Here (as well as in the menu above) you can find the description of all the courses: syllabus, literature, prerequisites, requirements, number of credits. Courses can be compulsory, optional or recommended. One semester consists of 13 study weeks and an examination period. The semesters given in the table are only recommendations: you can do the courses in other semesters, too, assuming that you meet all the prerequisites.

You have to select a specialization after completing the core courses (during the first two semesters).

• Pure mathematics. Gives a deep introduction into theoretical mathematics. Prepares for graduate studies in pure mathematics, with a Ph. D. school in sight, and to a career in mathematical research. A high degree of problem solving talent is required to complete the courses. If your interests point to a different direction (informatics, theoretical financial mathematics, physics), but you feel that you need very deep foundations in mathematics, then this specialization is also for you.
• Applied mathematics. The courses have a practical orientation, the theoretical material is smaller than in pure mathematics courses, and is dominated by the requirements of the main applications. This specialization is for students who are interested in developing creative applications, which involve mathematics.

After completing all six semesters, you get a diploma of BSc in Mathematics.

There are lectures and practice classes, possibly in a computer laboratory. For a given course, the lectures and the practice classes have different enrollment criteria, they have separate grades (and separate course codes). The practice classes are organized in small groups of approximately 20 students. Their main objective is to help you understand the theoretical material via problem solving.

During the office hours (two hours per week) the instructors can help you with your questions concerning the material of the given course. Many teachers are also willing to answer questions in email, or give additional opportunities for discussions.

Normally two midterm tests determine your grade. The requirements may also include preparing homework assignments.

From the theoretical material there is an exam in the examination period, which can be a combination of an oral exam and a written test.

In order to enroll in a course you have to meet its prerequisites. There are two types:

• Course X is a strong prerequisite of course Y, if X must be completed before enrolling in Y.
• Course X is a weak prerequisite of course Y, if X must be completed successfully before completing course Y, but you can enroll in them during the same semester.
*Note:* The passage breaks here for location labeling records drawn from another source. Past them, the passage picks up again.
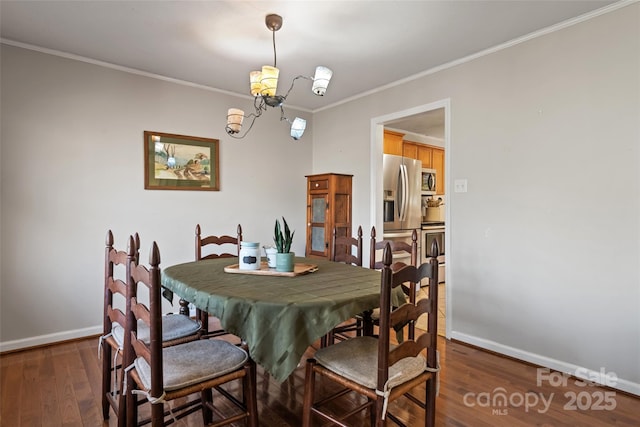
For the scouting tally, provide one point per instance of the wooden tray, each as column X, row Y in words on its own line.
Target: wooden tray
column 264, row 270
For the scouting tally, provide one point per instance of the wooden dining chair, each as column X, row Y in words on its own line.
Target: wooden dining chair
column 212, row 247
column 111, row 345
column 165, row 374
column 403, row 254
column 377, row 368
column 348, row 250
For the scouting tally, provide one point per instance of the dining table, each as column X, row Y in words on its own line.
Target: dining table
column 277, row 316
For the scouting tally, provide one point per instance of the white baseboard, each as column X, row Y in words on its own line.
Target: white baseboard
column 537, row 359
column 49, row 339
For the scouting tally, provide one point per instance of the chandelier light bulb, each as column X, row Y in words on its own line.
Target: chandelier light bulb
column 255, row 78
column 297, row 128
column 269, row 80
column 321, row 80
column 234, row 120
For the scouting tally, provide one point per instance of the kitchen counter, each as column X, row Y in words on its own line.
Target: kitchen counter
column 432, row 224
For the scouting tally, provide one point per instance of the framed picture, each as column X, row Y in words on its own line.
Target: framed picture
column 178, row 162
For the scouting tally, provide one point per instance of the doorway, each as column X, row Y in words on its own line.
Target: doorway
column 427, row 124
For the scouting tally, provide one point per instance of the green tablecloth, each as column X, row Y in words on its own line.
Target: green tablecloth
column 278, row 317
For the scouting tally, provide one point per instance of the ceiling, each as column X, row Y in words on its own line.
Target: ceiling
column 367, row 44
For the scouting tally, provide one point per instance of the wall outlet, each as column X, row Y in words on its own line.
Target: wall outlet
column 460, row 186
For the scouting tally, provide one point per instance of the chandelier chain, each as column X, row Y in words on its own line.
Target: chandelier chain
column 275, row 63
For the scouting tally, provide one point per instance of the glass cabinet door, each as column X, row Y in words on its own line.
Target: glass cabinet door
column 318, row 236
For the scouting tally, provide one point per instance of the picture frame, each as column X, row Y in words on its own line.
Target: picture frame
column 180, row 162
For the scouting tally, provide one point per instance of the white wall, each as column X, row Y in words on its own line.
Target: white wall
column 545, row 245
column 72, row 168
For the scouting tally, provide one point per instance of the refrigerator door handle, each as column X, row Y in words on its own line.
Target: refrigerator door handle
column 404, row 178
For example, the practice class of each course is a weak prerequisite of the lecture of the same course (you have to get a passing grade from the practice class in order to take the exam).
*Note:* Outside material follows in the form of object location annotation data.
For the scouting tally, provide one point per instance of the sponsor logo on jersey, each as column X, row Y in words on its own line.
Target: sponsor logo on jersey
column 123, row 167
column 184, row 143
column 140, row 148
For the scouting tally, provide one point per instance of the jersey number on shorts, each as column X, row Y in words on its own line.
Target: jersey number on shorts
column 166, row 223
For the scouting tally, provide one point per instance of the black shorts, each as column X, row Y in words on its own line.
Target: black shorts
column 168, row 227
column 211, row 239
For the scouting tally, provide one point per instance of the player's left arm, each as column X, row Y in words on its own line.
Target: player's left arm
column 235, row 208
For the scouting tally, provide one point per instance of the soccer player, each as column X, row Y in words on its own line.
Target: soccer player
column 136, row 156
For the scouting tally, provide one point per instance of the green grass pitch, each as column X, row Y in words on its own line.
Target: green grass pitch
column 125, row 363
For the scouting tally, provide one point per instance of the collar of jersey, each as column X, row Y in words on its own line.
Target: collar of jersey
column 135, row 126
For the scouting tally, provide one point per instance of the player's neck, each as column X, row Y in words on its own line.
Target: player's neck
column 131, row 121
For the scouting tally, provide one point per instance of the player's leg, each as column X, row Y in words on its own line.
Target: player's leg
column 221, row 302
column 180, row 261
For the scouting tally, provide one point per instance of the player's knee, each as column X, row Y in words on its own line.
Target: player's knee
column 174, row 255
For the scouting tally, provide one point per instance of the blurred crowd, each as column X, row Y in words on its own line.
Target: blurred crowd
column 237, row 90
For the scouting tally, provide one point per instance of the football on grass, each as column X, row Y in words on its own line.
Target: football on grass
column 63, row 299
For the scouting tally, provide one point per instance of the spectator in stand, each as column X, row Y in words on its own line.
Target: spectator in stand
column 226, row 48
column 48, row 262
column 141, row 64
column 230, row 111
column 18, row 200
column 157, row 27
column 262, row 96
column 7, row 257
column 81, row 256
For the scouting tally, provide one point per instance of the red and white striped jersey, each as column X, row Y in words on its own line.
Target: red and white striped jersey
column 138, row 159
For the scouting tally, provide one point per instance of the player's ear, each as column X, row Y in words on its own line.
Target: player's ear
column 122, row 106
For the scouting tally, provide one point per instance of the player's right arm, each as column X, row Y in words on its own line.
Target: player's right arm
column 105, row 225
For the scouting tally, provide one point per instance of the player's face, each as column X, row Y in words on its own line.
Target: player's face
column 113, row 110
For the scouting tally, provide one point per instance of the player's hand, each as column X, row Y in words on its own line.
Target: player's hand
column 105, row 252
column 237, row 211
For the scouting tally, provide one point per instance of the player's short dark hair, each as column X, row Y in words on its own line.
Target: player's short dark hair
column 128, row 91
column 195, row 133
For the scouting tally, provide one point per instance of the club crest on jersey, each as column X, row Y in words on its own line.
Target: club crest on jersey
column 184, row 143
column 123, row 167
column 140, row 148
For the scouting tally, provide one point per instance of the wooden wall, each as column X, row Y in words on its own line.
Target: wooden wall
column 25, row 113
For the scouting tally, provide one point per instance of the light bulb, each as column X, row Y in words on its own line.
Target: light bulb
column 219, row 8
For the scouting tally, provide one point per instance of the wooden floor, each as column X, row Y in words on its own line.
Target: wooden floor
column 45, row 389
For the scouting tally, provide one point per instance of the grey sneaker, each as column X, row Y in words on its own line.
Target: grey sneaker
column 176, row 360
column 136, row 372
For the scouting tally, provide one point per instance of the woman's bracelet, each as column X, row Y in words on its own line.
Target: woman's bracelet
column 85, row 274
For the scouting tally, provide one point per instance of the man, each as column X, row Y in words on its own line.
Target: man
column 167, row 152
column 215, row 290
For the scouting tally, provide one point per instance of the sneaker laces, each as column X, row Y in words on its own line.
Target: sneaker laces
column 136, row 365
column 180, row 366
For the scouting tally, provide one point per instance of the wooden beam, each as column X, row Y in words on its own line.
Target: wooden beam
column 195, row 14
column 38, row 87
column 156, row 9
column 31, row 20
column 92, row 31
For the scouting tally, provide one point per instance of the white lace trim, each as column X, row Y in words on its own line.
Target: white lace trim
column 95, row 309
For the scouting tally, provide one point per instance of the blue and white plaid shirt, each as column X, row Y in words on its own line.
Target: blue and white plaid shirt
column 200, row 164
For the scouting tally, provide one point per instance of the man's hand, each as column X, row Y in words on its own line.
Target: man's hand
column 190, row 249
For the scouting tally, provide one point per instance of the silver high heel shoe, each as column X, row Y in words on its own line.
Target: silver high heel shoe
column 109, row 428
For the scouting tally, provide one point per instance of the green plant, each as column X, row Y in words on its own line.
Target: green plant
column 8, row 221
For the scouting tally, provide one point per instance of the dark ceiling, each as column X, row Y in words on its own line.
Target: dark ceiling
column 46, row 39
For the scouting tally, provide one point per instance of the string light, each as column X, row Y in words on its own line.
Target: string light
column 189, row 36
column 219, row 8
Each course has a code of 9 characters or more. The 5. character is 1 for lectures and 2 for practice classes. Character 8 is the recommended semester. The 9. character is m for pure math courses and a for applied math courses. For example, the code mm1c2an3a means the practice class of Analysis 3 in the third semester.

The purpose of the thesis is to give you an opportunity to delve deeply into a mathematical subject with the help of a supervisor. In applied mathematics, this can also be a computer project for some practical application.

This oral exam is at the end of your BSc studies. Its main objective is to give you an opportunity to demonstrate to the examination committee the view of mathematics you acquired. As a part of this exam, you have to defend your BSc thesis.